Solving the Unit Commitment Problem of 10-Generators Set by PSO with Different Spinning-Reserve Values Obtained From Hour-Hour Load Demand Increasing

Abstract

Regarding energy efficiency, the unit contract problem (UCP) is significant. It need to be seen as the assurance of occasions and energy commodities in which the generator offers the most value in addition to having a large amount of energy storage. In this study, we offer a novel approach to solve the UCP issue for a 10-generator test system with variable prices depending on hourly variations in power demand, utilizing particle swarm optimization (PSO). The objective is to keep energy levels sufficient to fulfill demand while reducing the total cost of producing power. Initially, a collection of objects that may hold the key to solving UCP are generated via the suggested PSO technique. Their dedications to the project and the power they create have an impact on everyone's health because of the mobility restriction.

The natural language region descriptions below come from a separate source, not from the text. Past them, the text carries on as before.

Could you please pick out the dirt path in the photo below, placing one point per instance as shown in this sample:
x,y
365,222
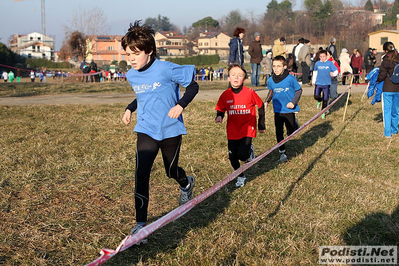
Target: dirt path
x,y
109,98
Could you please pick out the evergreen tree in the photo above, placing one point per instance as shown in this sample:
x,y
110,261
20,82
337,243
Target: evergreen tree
x,y
369,6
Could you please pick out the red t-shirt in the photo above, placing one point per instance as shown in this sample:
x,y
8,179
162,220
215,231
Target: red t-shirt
x,y
241,112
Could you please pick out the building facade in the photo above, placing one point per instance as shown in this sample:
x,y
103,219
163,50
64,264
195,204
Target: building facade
x,y
171,43
214,43
33,45
104,49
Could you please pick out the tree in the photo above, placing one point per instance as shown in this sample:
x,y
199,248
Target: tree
x,y
369,6
312,5
160,23
233,20
206,22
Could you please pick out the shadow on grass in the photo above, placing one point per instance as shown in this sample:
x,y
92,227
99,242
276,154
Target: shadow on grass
x,y
375,229
168,238
312,164
293,147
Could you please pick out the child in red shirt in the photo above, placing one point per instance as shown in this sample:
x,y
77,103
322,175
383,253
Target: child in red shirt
x,y
239,103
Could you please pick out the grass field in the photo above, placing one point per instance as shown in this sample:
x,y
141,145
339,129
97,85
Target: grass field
x,y
66,189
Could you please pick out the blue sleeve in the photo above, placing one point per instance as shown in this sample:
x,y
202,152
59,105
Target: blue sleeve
x,y
183,75
295,84
333,67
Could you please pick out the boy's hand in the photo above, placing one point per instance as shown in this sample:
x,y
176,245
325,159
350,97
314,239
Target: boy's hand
x,y
290,105
127,117
175,112
218,119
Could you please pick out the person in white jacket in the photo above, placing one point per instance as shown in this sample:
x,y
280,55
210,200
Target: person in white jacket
x,y
345,66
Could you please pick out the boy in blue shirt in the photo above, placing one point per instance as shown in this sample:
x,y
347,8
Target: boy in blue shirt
x,y
159,115
323,71
285,92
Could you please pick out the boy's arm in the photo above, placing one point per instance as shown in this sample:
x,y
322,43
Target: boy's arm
x,y
127,116
314,77
132,106
269,97
219,116
191,91
297,96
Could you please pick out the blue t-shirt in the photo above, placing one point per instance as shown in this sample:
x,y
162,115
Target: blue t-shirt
x,y
323,72
283,93
157,91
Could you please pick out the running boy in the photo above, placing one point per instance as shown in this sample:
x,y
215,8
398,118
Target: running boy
x,y
239,102
159,114
285,92
323,71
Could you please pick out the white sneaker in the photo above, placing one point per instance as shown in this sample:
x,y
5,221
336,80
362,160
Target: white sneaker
x,y
240,181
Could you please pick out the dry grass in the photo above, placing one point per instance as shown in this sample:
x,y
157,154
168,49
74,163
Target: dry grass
x,y
66,189
73,85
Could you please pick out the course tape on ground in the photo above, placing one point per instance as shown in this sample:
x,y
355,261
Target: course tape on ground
x,y
130,240
67,74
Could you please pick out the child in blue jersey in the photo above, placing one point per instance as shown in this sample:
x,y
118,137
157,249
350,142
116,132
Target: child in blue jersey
x,y
323,71
159,115
285,92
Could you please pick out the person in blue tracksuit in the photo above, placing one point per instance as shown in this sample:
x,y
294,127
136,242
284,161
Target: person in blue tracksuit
x,y
390,90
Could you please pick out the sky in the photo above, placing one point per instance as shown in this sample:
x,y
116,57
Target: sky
x,y
24,16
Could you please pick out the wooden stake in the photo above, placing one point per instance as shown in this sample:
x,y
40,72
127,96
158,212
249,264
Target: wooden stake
x,y
347,99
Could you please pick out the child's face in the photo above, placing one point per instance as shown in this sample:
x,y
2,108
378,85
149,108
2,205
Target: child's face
x,y
137,58
236,77
278,67
323,57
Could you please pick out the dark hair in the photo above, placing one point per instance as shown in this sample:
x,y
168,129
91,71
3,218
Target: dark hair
x,y
323,52
237,31
390,50
280,58
140,37
239,66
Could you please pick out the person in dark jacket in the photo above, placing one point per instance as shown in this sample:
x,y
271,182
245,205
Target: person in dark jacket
x,y
255,51
356,63
390,91
236,47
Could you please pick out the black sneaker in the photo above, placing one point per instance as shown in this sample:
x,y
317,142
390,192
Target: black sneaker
x,y
135,230
252,155
187,194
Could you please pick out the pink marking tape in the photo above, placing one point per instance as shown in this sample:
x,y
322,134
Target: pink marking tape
x,y
129,240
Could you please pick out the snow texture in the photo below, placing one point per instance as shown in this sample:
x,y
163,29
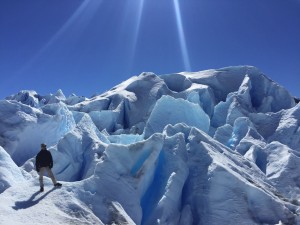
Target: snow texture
x,y
211,147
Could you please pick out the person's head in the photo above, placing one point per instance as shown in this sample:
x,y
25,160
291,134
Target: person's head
x,y
43,146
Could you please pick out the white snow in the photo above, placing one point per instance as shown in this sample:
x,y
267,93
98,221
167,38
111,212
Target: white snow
x,y
210,147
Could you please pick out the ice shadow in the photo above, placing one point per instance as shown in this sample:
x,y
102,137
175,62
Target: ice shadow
x,y
31,201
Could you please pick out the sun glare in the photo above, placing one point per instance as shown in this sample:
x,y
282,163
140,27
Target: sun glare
x,y
181,35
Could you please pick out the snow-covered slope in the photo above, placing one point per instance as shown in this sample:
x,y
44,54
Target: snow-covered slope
x,y
207,148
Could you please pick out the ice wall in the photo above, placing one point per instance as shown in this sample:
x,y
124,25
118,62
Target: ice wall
x,y
208,147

Using a combination of their own and other objects' histories, objects may discover the best solution for UCP via the iterative adjustments in speed and location made by the PSO algorithm. This strategy might boost generator economy and efficiency while also resolving the UCP issue. A number of scenarios with various storage factors should be taken into account in order to assess the PSO method's efficacy. The results demonstrate that the cost-confidence ratio is regarded as equal and that the algorithm may converge to the ideal or nearly optimal solution. The efficiency of alternative optimization techniques and the suggested PSO approach are compared using comparative analysis. The findings demonstrate that PSO is more cost-effective than earlier research in identifying the effects of rising storage prices on power consumption between 50 and 100 MW.